Я далек и от того, чтобы считать беды, приключившиеся с  Советским Союзом, случайностями. Хотя многое из того, что делалось, включая, скажем, Беловежскую Пущу или неожиданный взлет Гайдара и его команды, не было исторически запрограммировано и в немалой степени порождено ошибками, бездумьем руководителей и случайностями.

Другой вопрос, что в самой советской системе, как она сложилась при Сталине, были заложены семена самораспада, саморазложения, начиная с того, что она могла не то что действовать (эффективность она теряла сразу по окончании любого острого кризиса, в том числе, например, войны), но и сохраняться – и как система власти, и как своего рода империя – лишь при  условии очень жесткой диктатуры, строжайшего полицейского режима, в свою очередь, требовавшего для своего обоснования острого кризиса, а по возможности и явной внешней угрозы.
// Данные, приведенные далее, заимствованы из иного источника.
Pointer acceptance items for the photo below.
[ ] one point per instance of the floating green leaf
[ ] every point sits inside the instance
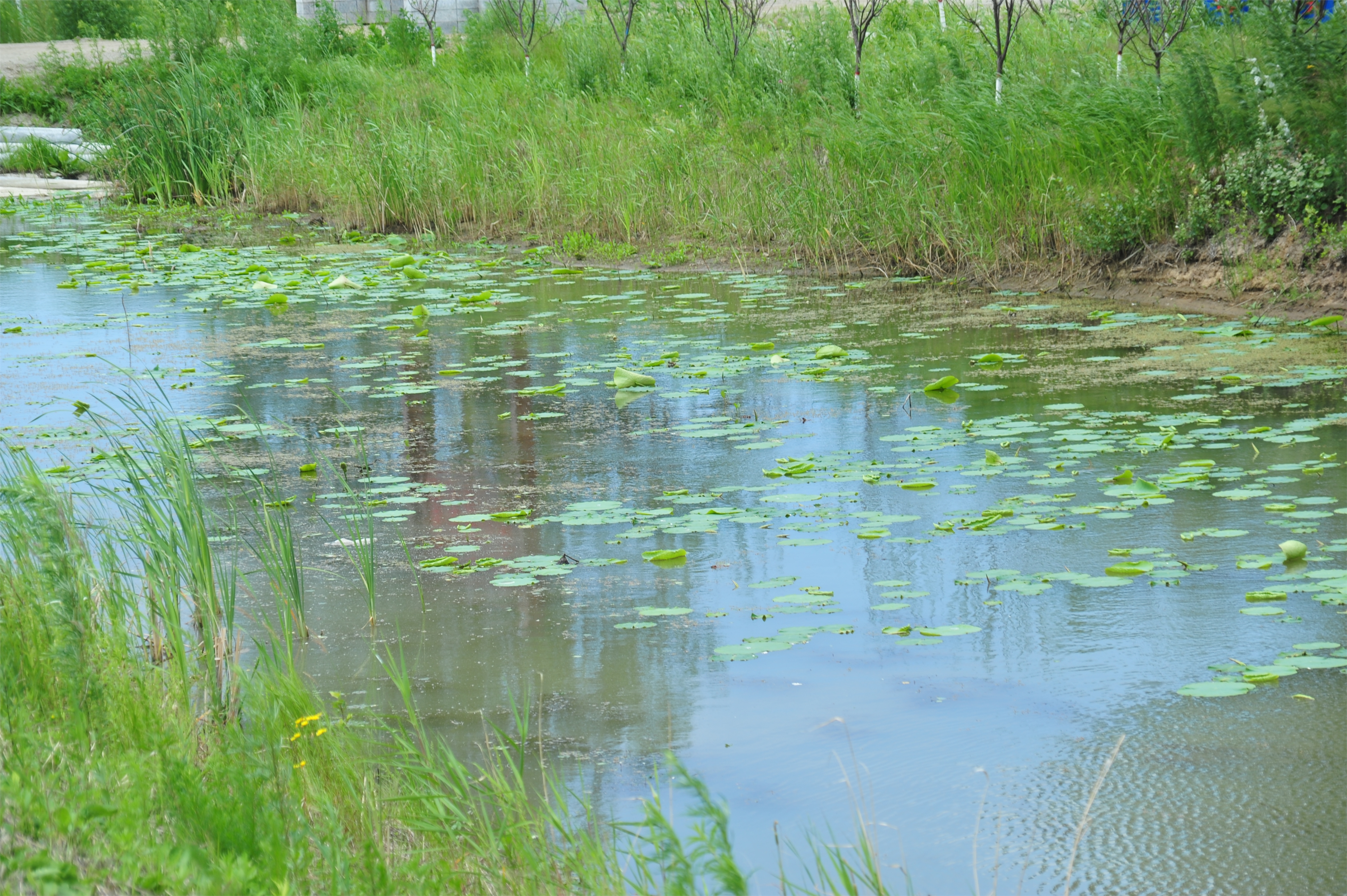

Без этого силы саморазложения начинали работать, что вело сначала к ликвидации режима, а затем и «империи».

Если говорить об этих силах саморазложения чуть подробнее, равно как о причинах того, что система как-то еще работала в периоды кризисов, но начинала буксовать в нормальных условиях существования, то я бы указал на следующие из них.

Прежде всего, тоталитарная диктатура подавляла, деформировала, губила интеллектуальный потенциал – в  нашу эпоху главный источник роста, развития и процветания любого общества. И это – самая тяжкая часть наследия, оставленного сталинщиной, большевистским образом мысли и действий.

Другая часть действующих внутри общества разрушительных сил состояла в том (это уже упоминалось), что вся система и ее институты, эффективные в чрезвычайных условиях войны и острых кризисов, начинали работать вхолостую и, в конечном счете, себя разрушать в нормальных условиях. Эти тягостные компоненты системы также замедлили и сделали трудным и противоречивым процесс возрождения страны в послесталинский период. Боюсь, что они еще долго будут давать о себе знать, мешая нашему полному и подлинному возрождению.

Подводя итог, можно сказать, что система – и в территориальном смысле, как союз ряда весьма разнящихся друг от друга республик, и в смысле внутриполитическом, как определенный режим, структуры и органы власти, государственного управления, наличия гражданских свобод и особенно их ограничений  – была изначально обречена. Что неудивительно и  с  точки зрения философской – в основе ее лежала утопия или даже система утопий, не способных выдержать столкновение с реальной жизнью. И дав толчок этому самораспаду, было крайне трудно его замедлить или упорядочить. Огромная по своим масштабам и силовой мощи государственная машина к  этому просто не  была готова, а, может быть, и пригодна.

В одной из предшествующих своих работ я касался милитаризма, избыточной военной мощи (не всегда эффективной). Не  помогла она и в данном случае. Машина эта и не думала о сохранении и защите системы. Она, скорее, ей противостояла, особенно, когда начала меняться политика и возникла угроза для всевластия прежней военно-полицейской диктатуры.